The Company recognized amortization of original issue discount of $10,308, which is included in interest expense in the statement of income during the three months ended March 31, 2025. The outstanding loan balance at March 31, 2025 was $169,143, net of unamortized original discount of $21,989. 

 

$800,000 December 5, 2024 Loan:

 

On December 5, 2024, the Company entered into a cash advance agreement of $800,000 with Cedar Advance LLC for an advancement of working capital. The Company received $760,000 and recorded $40,000 as interest expense. The loan bears a repayment rate of $41,100 per week. In conjunction with the advance, the Company issued 18,000 shares of common stock to the consultant who facilitated the facility and thus recognized $97,920 as interest expense.

 

The Company recognized total interest expense of $136,000 during the year ended December 31, 2024. The outstanding loan balance at December 31, 2024 was $0.

 

$2,268,000 February 2025 Loan:

 

On January 29, 2025, the Company entered into a cash advance agreement of $2,268,000 with Cedar Advance LLC for an advancement of working capital. The Company received $1,496,250 and recorded $771,750 as original issue discount.

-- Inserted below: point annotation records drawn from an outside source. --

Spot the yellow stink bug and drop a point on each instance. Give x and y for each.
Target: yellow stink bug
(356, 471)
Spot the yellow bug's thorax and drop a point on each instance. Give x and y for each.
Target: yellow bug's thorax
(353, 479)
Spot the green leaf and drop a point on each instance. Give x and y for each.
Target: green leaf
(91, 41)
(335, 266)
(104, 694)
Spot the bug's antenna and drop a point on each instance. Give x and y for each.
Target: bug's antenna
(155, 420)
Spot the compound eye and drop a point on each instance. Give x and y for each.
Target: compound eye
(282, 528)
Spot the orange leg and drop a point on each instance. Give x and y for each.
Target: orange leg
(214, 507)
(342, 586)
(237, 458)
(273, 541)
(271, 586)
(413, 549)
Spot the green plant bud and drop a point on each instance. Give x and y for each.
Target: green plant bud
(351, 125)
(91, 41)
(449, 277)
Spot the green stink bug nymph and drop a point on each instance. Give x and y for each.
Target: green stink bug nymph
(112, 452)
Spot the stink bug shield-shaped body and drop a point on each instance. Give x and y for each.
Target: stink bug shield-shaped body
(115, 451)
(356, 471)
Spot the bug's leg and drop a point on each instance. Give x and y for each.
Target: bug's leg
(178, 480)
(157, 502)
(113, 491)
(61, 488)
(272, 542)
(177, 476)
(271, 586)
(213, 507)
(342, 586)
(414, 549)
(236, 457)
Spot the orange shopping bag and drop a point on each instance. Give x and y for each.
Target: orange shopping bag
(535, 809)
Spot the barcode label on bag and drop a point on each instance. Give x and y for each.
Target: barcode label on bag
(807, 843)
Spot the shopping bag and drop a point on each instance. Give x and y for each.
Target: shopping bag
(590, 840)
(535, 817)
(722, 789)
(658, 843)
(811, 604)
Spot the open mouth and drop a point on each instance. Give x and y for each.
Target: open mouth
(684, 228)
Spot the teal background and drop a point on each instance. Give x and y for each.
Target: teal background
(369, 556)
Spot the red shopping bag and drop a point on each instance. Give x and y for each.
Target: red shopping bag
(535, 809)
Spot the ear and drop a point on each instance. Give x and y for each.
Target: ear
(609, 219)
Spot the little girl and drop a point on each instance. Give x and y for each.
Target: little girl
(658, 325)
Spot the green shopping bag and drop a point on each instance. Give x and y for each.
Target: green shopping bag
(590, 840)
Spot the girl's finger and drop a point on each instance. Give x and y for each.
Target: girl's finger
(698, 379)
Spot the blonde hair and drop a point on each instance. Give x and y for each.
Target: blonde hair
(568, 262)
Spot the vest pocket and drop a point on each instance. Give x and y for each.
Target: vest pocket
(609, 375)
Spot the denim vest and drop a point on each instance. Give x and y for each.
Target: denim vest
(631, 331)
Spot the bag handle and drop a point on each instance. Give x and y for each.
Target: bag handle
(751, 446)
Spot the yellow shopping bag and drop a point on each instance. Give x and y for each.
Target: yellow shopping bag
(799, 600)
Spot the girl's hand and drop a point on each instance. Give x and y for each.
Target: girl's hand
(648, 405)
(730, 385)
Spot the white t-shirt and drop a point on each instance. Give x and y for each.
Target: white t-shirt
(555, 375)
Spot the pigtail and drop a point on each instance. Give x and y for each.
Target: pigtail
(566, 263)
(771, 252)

The loan bears a repayment rate of $81,000 per week with a total payment of $2,268,000. In conjunction with the advance, the Company issued 30,360 shares of common stock to the consultant who facilitated the facility and thus recognized $117,648 as financing cost.

 

The Company recognized total interest expense of $394,398 during the three months ended March 31, 2025. The outstanding loan balance at March 31, 2025 was $1,125,000, net of unamortized debt discount and financing costs of $495,000.